Chapters 1 and 2: Lamoreux explains why the perceived conflict between evolution/"science" and religion/faith is an illusion and presents the alternative of evolutionary creationism (or teleological evolution), which embraces both science and faith.

Chapter 3: Lamoreux explains the hermeneutical principle he is applying to Genesis, which he calls the "message-incident principle". This means separating out the inerrant, unchanging kernal of truth in the Bible from the incidental, contextualized means used to deliver that truth, which may incorporate (or "accommodate") ancient ideas of cosmology and biology that are now known to be false.
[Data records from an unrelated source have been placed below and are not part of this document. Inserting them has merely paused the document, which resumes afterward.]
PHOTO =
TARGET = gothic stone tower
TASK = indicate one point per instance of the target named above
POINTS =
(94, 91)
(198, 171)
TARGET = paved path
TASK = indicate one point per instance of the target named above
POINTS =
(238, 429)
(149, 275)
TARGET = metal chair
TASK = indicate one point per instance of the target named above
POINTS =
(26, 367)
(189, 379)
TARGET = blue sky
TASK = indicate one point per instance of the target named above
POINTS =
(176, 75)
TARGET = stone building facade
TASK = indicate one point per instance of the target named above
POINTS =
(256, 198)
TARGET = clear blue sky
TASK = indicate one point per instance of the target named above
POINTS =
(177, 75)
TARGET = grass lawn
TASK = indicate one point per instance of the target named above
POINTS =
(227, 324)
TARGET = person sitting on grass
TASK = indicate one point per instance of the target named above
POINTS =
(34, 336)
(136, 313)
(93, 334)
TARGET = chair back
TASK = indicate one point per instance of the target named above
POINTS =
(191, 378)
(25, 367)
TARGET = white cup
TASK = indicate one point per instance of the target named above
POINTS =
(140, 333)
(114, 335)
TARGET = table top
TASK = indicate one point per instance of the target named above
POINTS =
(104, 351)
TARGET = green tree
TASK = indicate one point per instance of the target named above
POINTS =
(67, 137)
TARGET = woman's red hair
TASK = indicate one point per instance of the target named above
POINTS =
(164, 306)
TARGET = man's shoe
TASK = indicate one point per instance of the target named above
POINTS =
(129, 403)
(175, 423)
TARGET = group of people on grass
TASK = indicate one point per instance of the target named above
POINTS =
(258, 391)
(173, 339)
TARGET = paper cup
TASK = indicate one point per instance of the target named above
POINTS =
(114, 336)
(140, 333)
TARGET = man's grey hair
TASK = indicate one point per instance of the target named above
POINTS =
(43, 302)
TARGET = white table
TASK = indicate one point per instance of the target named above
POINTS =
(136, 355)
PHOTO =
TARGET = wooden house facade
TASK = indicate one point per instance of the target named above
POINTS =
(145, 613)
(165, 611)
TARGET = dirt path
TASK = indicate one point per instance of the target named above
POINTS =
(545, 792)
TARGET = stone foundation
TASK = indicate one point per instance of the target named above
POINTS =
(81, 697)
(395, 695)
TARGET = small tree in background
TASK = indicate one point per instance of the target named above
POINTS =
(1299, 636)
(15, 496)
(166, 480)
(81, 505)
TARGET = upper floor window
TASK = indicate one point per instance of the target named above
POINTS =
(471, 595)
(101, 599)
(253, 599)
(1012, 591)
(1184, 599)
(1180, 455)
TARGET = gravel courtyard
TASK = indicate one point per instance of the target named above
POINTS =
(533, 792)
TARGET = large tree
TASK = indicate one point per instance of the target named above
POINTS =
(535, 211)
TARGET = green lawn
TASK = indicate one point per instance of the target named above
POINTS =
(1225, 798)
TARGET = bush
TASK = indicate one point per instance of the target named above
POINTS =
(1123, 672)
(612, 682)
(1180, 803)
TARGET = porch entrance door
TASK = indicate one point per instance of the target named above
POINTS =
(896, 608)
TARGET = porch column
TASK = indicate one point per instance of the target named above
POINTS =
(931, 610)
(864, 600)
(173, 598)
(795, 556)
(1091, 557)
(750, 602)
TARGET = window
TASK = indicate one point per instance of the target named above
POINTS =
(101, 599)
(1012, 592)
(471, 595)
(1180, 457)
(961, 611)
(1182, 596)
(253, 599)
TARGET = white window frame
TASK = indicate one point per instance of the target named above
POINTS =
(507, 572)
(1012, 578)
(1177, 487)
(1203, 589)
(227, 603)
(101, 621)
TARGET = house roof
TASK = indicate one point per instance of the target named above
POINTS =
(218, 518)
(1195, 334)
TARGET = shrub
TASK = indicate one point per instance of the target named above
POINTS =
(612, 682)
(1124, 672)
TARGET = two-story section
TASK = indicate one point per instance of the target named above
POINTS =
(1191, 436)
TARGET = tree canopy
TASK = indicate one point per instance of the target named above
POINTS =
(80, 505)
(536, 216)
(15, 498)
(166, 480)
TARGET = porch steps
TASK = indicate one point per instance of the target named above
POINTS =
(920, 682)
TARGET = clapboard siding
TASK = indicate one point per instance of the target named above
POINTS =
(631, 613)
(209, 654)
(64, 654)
In other words, he believes that the Bible must speak theological, but not scientific truth, in contrast to inerrancy which believes it must speak both.

He gives some good examples of passages in which this principle must be applied:
  1. Jesus' mustard seed parable (Mark 4:30-32), where Jesus' statement that the mustard seed is the smallest of all seeds has since been proven false by the orchid.
  2. Ecclesiastes 1:5, which is not simply a poetic way of expressing a modern understanding of the solar system but presupposes a stationary earth around which the sun revolves.
  3. The second and fourth days of creation in Genesis 1, where God creates the sky as a solid dome (the "firmament") and places the sun, moon, and stars on it.
  4. Or Philippians 2:10, where "under the earth" is better understood as a reference to Hades, the Greek underworld.
In all of these examples the theological message has to be separated from the incidental way in which it is delivered, which was originally thought to be true is now known to be false. He then raises the question of whether the creation narrative of Genesis 1-2 falls into the same category.

His mantra here is to "separate, don't conflate" the message and the incident. This approach recognizes the Bible's dual role as the word of God and the word of human authors. You may object, "Jesus and the apostles took the Bible more seriously than this and interpreted it literally, and so should we." But as I've already pointed out, Jesus and Paul both use hermeneutical tricks that would get them laughed out of the room today. It seems "taking the Bible seriously" is itself culturally contextualized. The message-incident principle is, of course, not found in the Bible because it wasn't necessary for anyone in the Bible to apply it to messages already contextualized to their own culture. What we have in common with Jesus and Paul is a need to read scripture faithfully, but also as relevant to our present context and in harmony with what we believe about the world at large.

Supplement to Chapter 4: An interesting tangent in which Lamoreux discusses the theory that the creation and flood accounts are the combined work of two different authors.

Chapter 4: Lamoreux points out the numerous stylistic and factual differences between Genesis 1 and 2 (e.g. different names for and depiction of God, different literary style, different order of creation of man, woman, and land animals/birds), which the two-account theory from last time explains. He compellingly argues for the understanding of Genesis 1's seven-day structure as a literary framework for an ancient conception of origins, not as scientific or historical fact. He then applies his "message-incident principle" to the Genesis creation account to separate out the truths a modern audience can still glean from it from its ancient science that we now know to be false.